I thought it would be fun to share some funny things my kids have done and said lately:

* My husband was trying to get T to eat while T was listening to his favorite music. Husband: "Do you want some sandwich? Mango? Kiwi?" T: "You want to dance!" T then proceeds to "boogie down." Hilarious.

* S hands me something small, green and suspicious. he says: "You [meaning S] don't know what THAT little crispy is." Me: "Where did you get it?" S: "It came out of your nose!"

* T, upon awakening last night at 1 am: "Having a picnic!
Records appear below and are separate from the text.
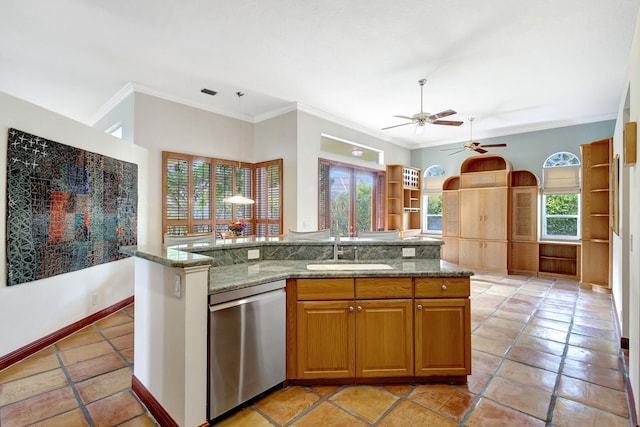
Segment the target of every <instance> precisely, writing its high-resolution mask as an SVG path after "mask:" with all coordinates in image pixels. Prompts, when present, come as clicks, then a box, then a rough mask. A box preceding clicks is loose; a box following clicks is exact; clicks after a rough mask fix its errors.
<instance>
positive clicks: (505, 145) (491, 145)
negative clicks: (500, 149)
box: [481, 144, 507, 147]
mask: <svg viewBox="0 0 640 427" xmlns="http://www.w3.org/2000/svg"><path fill="white" fill-rule="evenodd" d="M506 146H507V144H483V145H481V147H506Z"/></svg>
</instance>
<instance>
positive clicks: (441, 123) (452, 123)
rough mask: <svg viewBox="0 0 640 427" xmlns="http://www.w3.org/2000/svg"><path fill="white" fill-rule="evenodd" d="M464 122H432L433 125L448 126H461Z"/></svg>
mask: <svg viewBox="0 0 640 427" xmlns="http://www.w3.org/2000/svg"><path fill="white" fill-rule="evenodd" d="M462 123H464V122H458V121H455V120H434V121H432V122H431V124H433V125H447V126H460V125H461V124H462Z"/></svg>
The blue car is having a picnic!"

After hearing the Kinks sing "Lola" on the radio the first time, T had a total meltdown when it was over because I wouldn't play it again. "YOU! WANT! THE MAN! TO SING! LOLA!"

So I had to look it up on You Tube when I got home, and it is now his and S's favorite song. I did some soul searching, because, well, you know it IS about a transvestite which I can't really explain to them. But I decided that teaching and rewarding T's communication is really a lot more important. And anyway, Lola is an awesome song. Check it out: http://www.youtube.com/watch?v=Ixqbc7X2NQY&feature=related.

Still it is a little weird when this little 3 year old in the back seat starts belting out: "l-o-l-a, LOLA!" And now S has started carrying around his little guitar and strumming on it while singing it. It's ... astonishing and hysterical.

Monday, March 1, 2010

Got the memo

So it appears that T finally got the autism memo, LOL. He sure looked "atypical" a year ago, but now he is lining up blocks and spinning around in circles like a pro. So I guess now that he's 3 perhaps we're going to get some more stereotypical ... well, stereotypical behaviors. Ah well, I was pretty much out of denial anyway. Interesting thing about the blocks though: when I asked him what he was doing (and I had to ask him about 7 times before he answered), he told me he was making a train. Hmm.